Isso fez com que ele levantasse o olhar. E, meu Deus, a intensidade me atingiu como um soco. Sem a distração do leilão, o olhar dele era ainda mais focado, mais predatório. "A diferença, Alice, é apenas uma questão de perspectiva. Uma gaiola, para um pássaro que nunca conheceu o céu, pode ser um palácio."
"Eu conheço o céu", retruquei. "E ele não tem cheiro de couro de duzentos mil dólares."
Um sorriso lento e perigoso se espalhou pelo rosto dele. Ele largou o tablet no banco ao lado. Agora, toda a sua atenção estava em mim. A sensação era de estar sob um microscópio em chamas.
"Não? E qual é o cheiro do seu céu, artista?", ele provocou, inclinando-se um pouco na minha direção.
"Tinta spray. Solvente. Liberdade", listei, o queixo erguido.
"Liberdade..." ele repetiu a palavra como se fosse um sabor exótico. "Liberdade não paga as contas do hospital, não é? Não coloca comida na mesa. A liberdade é um luxo para quem pode pagar por ela."
O golpe foi baixo. E certeiro. Senti meu rosto queimar. Ele sabia. O filho da puta sabia de tudo.
"Você me investigou", afirmei, a voz cheia de um veneno que não o afetou em nada.
"Eu não entro em um jogo sem conhecer todas as peças do tabuleiro", ele respondeu, a voz calma, letal. "Eu sei sobre a dívida do seu apartamento. Sei sobre os tratamentos da sua mãe. E sei que você estava naquele leilão, caçando o velho Bastos como uma loba faminta, disposta a fazer qualquer coisa por uma migalha."
Ele se aproximou mais, deslizando pelo banco de couro até que sua coxa musculosa pressionasse a minha. O contato elétrico fez meu corpo inteiro se contrair. Ele pousou a mão no banco, ao lado da minha cabeça, me encurralando. Seu rosto estava a centímetros do meu.
"A diferença entre mim e ele", ele sussurrou, o hálito quente batendo no meu rosto, "é que eu não estou interessado em migalhas. Eu quero o banquete inteiro."
Seu olhar desceu para a minha boca. Eu umedeci os lábios por instinto, um erro fatal. Os olhos dele escureceram, a pupila dilatando. O desejo ali era tão palpável que eu podia prová-lo no ar. Era cru, avassalador.
"Eu te odeio", sussurrei, mas a frase soou mais como um gemido de rendição.

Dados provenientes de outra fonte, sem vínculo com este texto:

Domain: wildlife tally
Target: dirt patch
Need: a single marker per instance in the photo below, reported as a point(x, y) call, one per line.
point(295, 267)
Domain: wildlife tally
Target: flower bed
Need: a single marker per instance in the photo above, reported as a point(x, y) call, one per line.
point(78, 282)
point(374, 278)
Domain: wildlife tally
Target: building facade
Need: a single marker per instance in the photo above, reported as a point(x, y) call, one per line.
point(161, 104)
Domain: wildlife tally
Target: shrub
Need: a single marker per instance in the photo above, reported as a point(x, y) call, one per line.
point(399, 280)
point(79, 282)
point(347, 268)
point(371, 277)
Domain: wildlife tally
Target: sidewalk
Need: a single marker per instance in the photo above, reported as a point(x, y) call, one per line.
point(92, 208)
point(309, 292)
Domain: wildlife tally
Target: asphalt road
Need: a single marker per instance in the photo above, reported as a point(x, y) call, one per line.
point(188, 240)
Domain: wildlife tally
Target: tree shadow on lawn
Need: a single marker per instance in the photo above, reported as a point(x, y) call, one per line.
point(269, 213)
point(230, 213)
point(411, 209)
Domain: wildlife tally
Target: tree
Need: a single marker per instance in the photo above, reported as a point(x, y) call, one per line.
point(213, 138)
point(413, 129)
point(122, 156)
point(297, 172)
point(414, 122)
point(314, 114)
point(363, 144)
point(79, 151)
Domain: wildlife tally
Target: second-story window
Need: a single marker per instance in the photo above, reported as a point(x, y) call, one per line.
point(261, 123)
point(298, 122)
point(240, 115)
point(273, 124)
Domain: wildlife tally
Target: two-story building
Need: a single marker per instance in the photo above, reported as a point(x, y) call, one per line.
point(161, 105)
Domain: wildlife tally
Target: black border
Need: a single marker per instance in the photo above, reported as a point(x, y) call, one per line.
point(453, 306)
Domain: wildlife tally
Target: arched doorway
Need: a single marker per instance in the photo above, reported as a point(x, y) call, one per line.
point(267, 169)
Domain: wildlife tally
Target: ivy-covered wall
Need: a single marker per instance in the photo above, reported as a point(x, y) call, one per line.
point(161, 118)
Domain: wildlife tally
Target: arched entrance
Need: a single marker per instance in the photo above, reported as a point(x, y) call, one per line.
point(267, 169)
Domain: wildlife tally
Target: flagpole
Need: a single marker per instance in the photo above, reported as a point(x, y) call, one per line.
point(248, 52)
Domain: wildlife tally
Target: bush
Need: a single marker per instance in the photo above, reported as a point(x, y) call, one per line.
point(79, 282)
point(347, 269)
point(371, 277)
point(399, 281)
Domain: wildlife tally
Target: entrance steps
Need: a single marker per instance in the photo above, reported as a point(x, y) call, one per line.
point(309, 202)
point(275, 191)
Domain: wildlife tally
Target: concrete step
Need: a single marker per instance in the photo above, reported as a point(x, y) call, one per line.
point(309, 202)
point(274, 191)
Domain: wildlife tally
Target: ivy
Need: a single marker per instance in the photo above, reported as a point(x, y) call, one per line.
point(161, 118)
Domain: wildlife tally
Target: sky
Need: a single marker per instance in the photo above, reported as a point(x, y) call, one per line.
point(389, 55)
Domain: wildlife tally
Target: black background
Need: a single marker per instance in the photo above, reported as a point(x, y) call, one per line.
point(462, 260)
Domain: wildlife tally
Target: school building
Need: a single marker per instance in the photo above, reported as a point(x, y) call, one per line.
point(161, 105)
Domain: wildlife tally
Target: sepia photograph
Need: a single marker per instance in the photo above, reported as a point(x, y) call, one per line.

"Ainda não", ele respondeu, a voz um veludo áspero. "Mas você vai. Você vai me odiar por fazê-la desejar o que nunca pensou em querer. Vai me odiar por gostar tanto."
Sua mão se moveu do banco e seus dedos roçaram a pele nua do meu ombro, exposta pelo vestido. O toque foi leve, quase acidental, mas enviou uma onda de choque direto para o meu centro. Meus mamilos enrijeceram sob o tecido, uma traição descarada do meu corpo.
Ele viu. O sorriso vitorioso em seus lábios me disse que ele tinha visto minha reação.
O carro parou. Olhei pela janela e vi um portão de ferro forjado se abrindo para revelar a entrada de um prédio que parecia um monólito de vidro e escuridão apontado para o céu.
"Chegamos", ele disse, se afastando, deixando-me ofegante e com a pele em chamas.
O segurança abriu minha porta. Peter saiu pelo outro lado. Eu fiquei sentada, o coração martelando, o corpo vibrando. Eu não sabia onde estava, mas sabia de uma coisa: eu tinha acabado de atravessar o portão do inferno.
E o diabo estava me esperando do lado de fora, com um sorriso que prometia todos os pecados do mundo.